The recent Tax Court of Canada (“TCC”) case of Mazraani provides a good refresher – and some positive comments for Canadian direct sellers – on the difference between employees and independent contractors.


Mr. Mazraani was an insurance sales agent with Industrielle Alliance, Assurance et Services Financiers inc. (“IA”). After being terminated, Mr. Mazraani applied for employment insurance (“EI”) under the Employment Insurance Act (“EIA”) on the basis that he was an employee.

Two-Stage Analysis

The TCC started its analysis by emphasizing that the EIA does not define “contract of service”, and relied on the Federal Court of Appeal’s two-stage analysis in Connor Homes.

The first step in the analysis is to look at the subjective intent of the parties in forming the relationship. The second step is look at the “actual working relationship” to see if it is objectively consistent with the subjective intent.

Subjective Intent

In this case, the TCC found that Mr. Mazraani would have understood that he was working as an independent contractor. In particular, the TCC relied on the contract he signed, evidence from IA (including testimony from fellow agents about expectations and from managers about how the contract was explained to new recruits) and the fact that Mr. Mazraani received T4As (akin to Form 1099s in the US), which are issued where there are amounts paid for services. The TCC’s view was that Mr. Mazraani would have understood that there was a difference between these T4As and T4s, which are issued for employment income.

Actual Working Relationship

In turning to the second stage of the analysis, the TCC found that the “verifiable objective reality” of the relationship was consistent with the common intention of the parties.

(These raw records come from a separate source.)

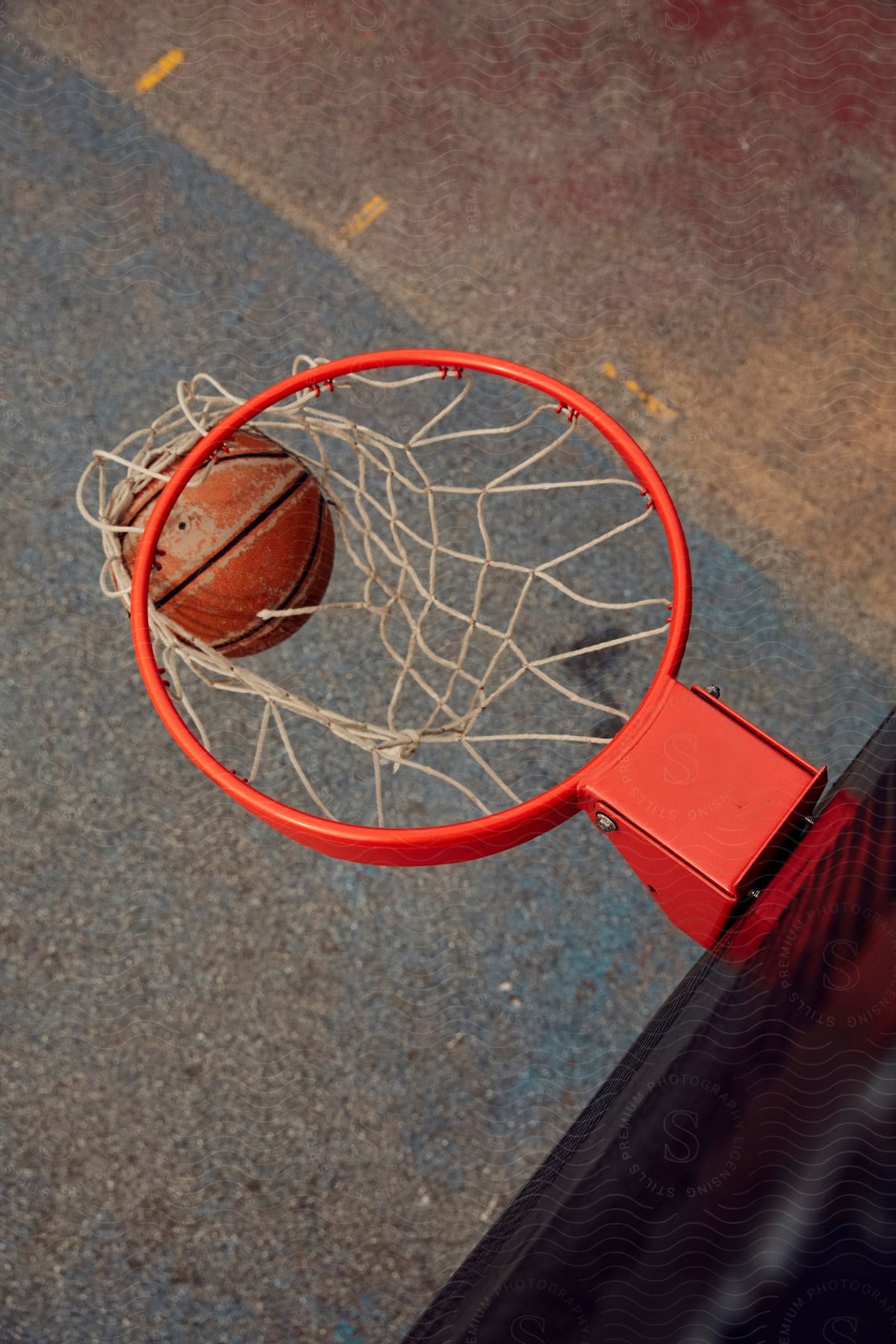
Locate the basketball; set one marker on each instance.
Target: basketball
(252, 531)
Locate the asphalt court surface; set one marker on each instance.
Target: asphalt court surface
(252, 1095)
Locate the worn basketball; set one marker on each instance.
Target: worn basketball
(252, 531)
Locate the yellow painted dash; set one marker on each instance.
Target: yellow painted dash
(149, 78)
(657, 408)
(361, 221)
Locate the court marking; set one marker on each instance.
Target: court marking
(652, 403)
(364, 217)
(158, 72)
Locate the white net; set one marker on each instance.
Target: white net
(465, 655)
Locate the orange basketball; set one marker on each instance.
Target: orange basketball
(250, 531)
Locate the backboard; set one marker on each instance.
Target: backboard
(734, 1177)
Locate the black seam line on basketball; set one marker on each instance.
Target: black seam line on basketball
(233, 457)
(289, 597)
(234, 541)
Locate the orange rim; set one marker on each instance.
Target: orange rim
(462, 839)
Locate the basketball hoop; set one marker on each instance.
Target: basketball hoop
(621, 785)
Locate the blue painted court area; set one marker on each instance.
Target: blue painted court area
(252, 1095)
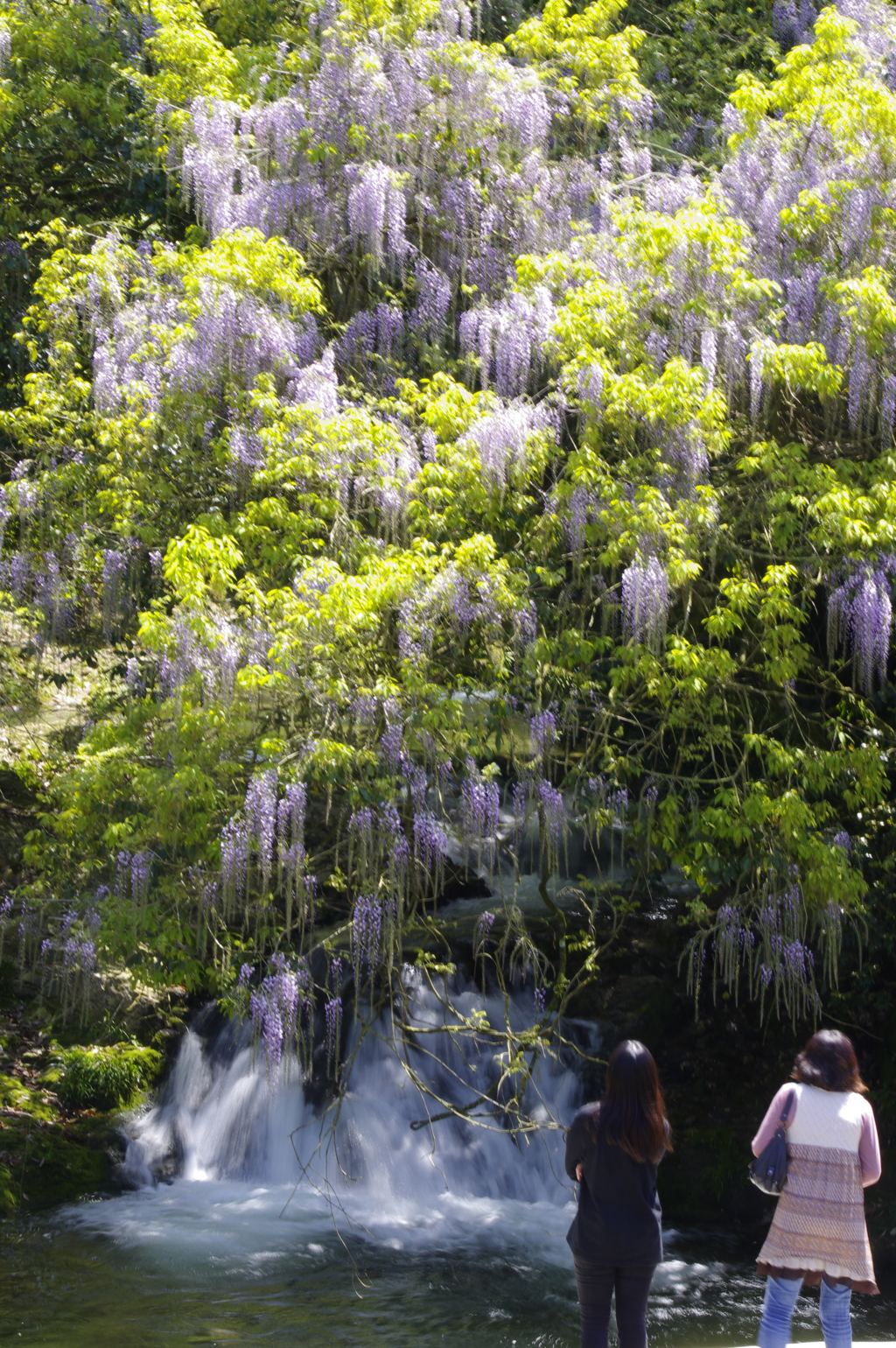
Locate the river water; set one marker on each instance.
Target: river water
(214, 1263)
(395, 1235)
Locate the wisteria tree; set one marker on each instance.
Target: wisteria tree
(466, 486)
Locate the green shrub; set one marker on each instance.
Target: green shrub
(105, 1078)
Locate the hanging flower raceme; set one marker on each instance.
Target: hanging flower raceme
(860, 621)
(282, 1010)
(646, 601)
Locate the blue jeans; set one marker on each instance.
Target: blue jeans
(778, 1308)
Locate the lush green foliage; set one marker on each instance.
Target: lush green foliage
(105, 1078)
(561, 546)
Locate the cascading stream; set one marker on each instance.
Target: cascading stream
(220, 1118)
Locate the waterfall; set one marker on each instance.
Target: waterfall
(220, 1118)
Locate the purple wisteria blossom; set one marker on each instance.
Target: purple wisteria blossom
(646, 601)
(860, 619)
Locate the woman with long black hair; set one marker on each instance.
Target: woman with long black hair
(612, 1150)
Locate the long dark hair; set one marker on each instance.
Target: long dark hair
(829, 1061)
(632, 1113)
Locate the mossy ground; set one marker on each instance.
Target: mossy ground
(52, 1151)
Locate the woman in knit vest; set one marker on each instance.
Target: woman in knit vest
(818, 1233)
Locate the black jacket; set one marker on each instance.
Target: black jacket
(618, 1223)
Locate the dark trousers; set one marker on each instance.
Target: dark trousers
(596, 1286)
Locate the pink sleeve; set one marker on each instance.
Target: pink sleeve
(770, 1122)
(869, 1148)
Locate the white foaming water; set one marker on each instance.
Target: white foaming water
(256, 1168)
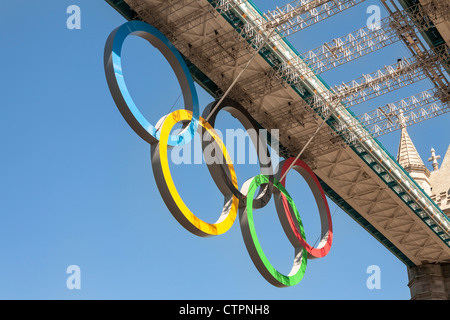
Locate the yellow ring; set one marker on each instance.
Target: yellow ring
(169, 192)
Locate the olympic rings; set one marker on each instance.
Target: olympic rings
(257, 255)
(242, 200)
(221, 174)
(287, 220)
(179, 210)
(119, 90)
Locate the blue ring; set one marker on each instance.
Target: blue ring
(119, 90)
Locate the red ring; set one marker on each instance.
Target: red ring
(323, 247)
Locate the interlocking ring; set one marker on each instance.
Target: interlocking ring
(222, 171)
(119, 90)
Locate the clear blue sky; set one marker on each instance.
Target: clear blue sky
(77, 186)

In terms of the “control” test, the TCC found that IA exercised some degree of control over Mr. Mazraani’s work in terms of use of business cards and promotional materials and to ensure compliance with applicable statutory and regulatory requirements. The TCC found, however, that this level of control was primarily for monitoring purposes and quality control in the sale of IA’s products and, importantly, found that Mr. Mazraani was not otherwise “subject to any restrictions or guidelines as to how he would perform or conduct” his business activities.

The TCC’s comments here are welcome news to Canadian direct sellers given that they often have monitoring and quality control provisions in place with their salesforce.

The TCC also found that the other traditional factors in the analysis supported an independent contractor relationship. In particular, the TCC observed that Mr. Mazraani was responsible for paying all of his licensing fees to the applicable regulatory authority – a good reminder that direct sellers should not pay the licensing fees required for independent contractors in certain provinces.


Given that there is no equivalent of the US federal “safe harbour”, Canadian direct sellers should take steps to ensure that all their documents, as well as their actions, maximize the classification of their salesforce as independent contractors!